Eran muy parecidos a los chimpancés comunes, tanto que los científicos tardaron años en notar que no eran el mismo mono: de menor estatura y vivían al sur del río Congo, a diferencia de sus parientes. En cualquier caso, los humanos compartimos con ambas especies casi un 99% del ADN; tenemos un antepasado común que vivió hace solo unos entre 5 y 7 millones de años.

No obstante, ambas tienen estilos de vida muy diferentes.

Bonobo
Bonobo en la selva.
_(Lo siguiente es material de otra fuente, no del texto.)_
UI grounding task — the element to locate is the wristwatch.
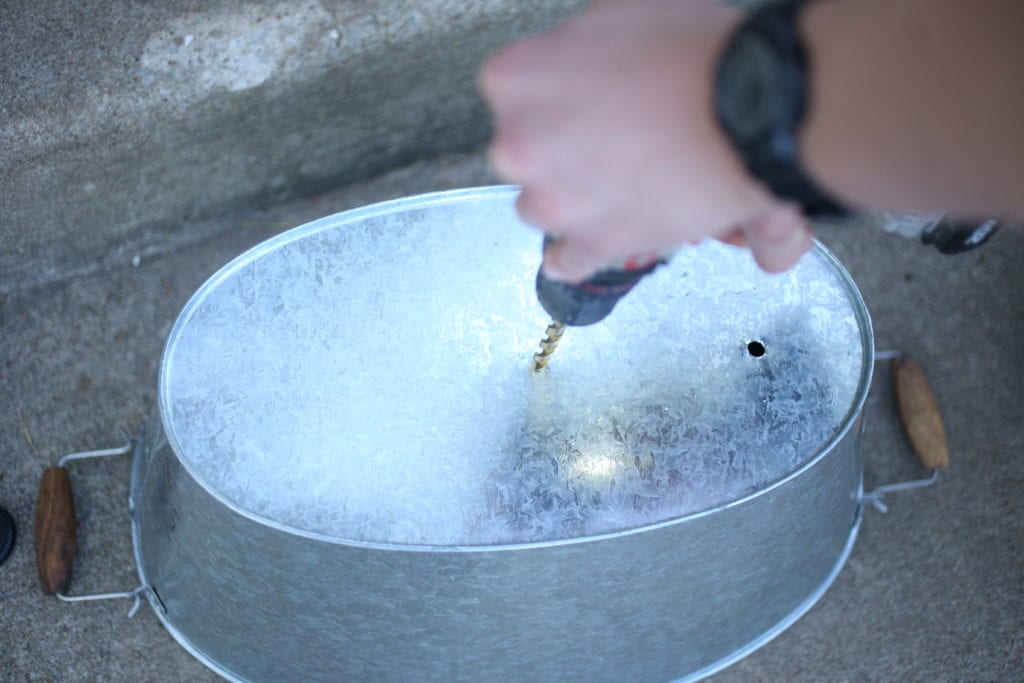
[715,0,848,217]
FOTO: Isabel Behncke.

Por aquellos años universitarios, Isabel se había interesado en entender “por qué nos comportamos cómo nos comportamos”. Supo que existía un campo de estudio enfocado en los animales vivos más parecidos al Homo sapiens: el grupo de los denominados antropomorfos, compuesto por estas especies junto con gorilas y orangutanes.

Empezó a leer sobre estos “primos medio desconocidos, que nadie sabía tanto, y que eran además primos bastante ‘cool’, como entretenidos, ‘hippies’”, recuerda Isabel, que hoy integra el Consejo Asesor Presidencial del Ministerio de Ciencia y Tecnología, Conocimiento e Innovación, organismo autónomo —presidido por Álvaro Fischer— enfocado en la elaboración de políticas públicas a largo plazo. “Estoy muy feliz de participar”, expresa.
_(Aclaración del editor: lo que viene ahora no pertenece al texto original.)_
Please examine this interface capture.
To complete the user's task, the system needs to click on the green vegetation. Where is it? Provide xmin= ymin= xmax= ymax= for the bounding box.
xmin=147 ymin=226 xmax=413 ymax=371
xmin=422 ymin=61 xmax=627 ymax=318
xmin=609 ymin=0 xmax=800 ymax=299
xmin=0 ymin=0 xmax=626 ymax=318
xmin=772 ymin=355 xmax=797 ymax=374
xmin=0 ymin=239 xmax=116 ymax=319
Pero en lo que a los bonobos respecta, menos estudiados que los chimpancés, tenían “cosas misteriosas” en relación a otros primates, como que las hembras lideraban los grupos, y prácticamente no se conocían infanticidios ni homicidios: no se mataban entre sí.

Los partió estudiando en el Twycross Zoo, en el condado de Leicestershire, donde tenían grupos de bonobos y chimpancés. Es más, hizo su magíster en Conducta Social, en la University of Cambridge, comparando ambas especies.
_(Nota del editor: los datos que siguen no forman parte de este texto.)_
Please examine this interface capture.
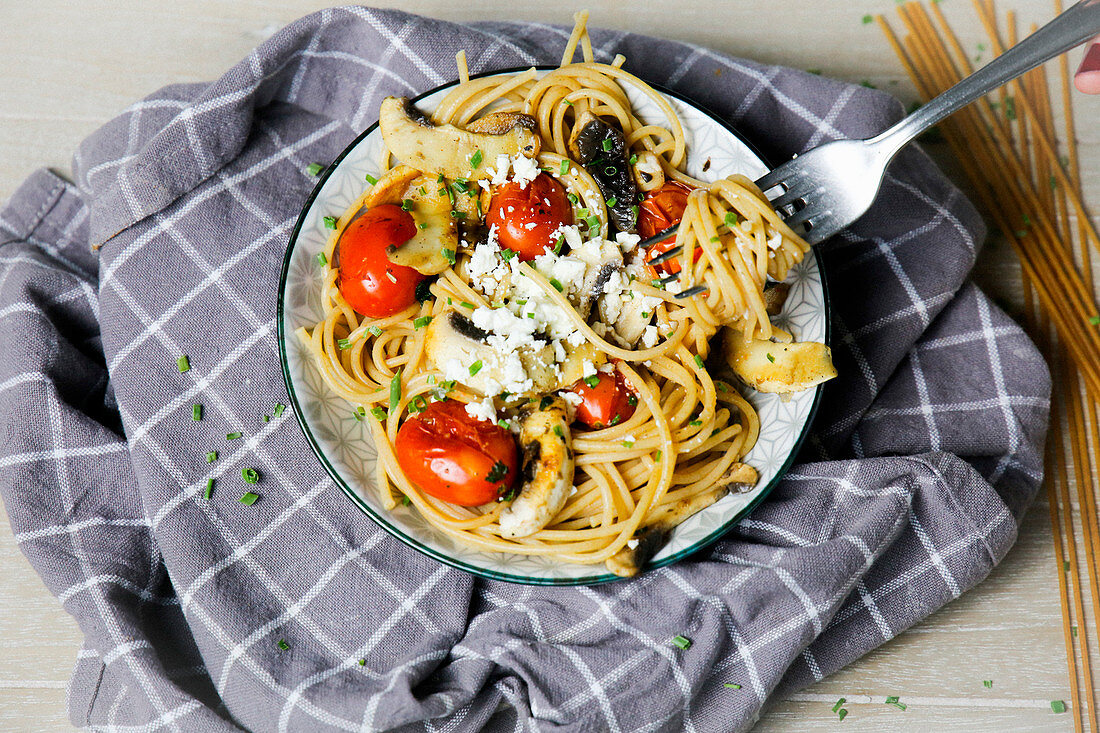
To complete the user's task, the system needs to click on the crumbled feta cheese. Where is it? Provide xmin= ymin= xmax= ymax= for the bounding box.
xmin=615 ymin=231 xmax=641 ymax=252
xmin=561 ymin=392 xmax=584 ymax=407
xmin=512 ymin=154 xmax=540 ymax=188
xmin=466 ymin=397 xmax=496 ymax=423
Junto con parecerse físicamente, ambos son animales profundamente sociales, construyen vínculos a largo plazo con amigos y familiares: tienen conflictos, cooperan y juegan.

Pero “los chimpancés son más políticos, maquiavélicos; los machos están siempre haciendo alianzas y se cambian e intercambian favores”, describe. “‘Esa parte de la familia la reconozco’, dice uno como humano, totalmente”.

En cambio, los bonobos tienen una estructura distinta, en que son las hembras quienes arman las coaliciones. “Y lo que a ellas les importa es que no haya agresión contra los infantes, que no les peguen o los maten”, explica. “Son muy eficientes en eso”.

Ello ayuda a que en los grupos “haya menos agresión y el ambiente sea más pacífico”. Claro, los conflictos están, “pero de mucho menos graves consecuencias que los chimpancés”.

Pero quería saber más.

Isabel Behncke
Isabel Behncke cargando a un bonobo de un centro de rehabilitación en la capital Kinshasa.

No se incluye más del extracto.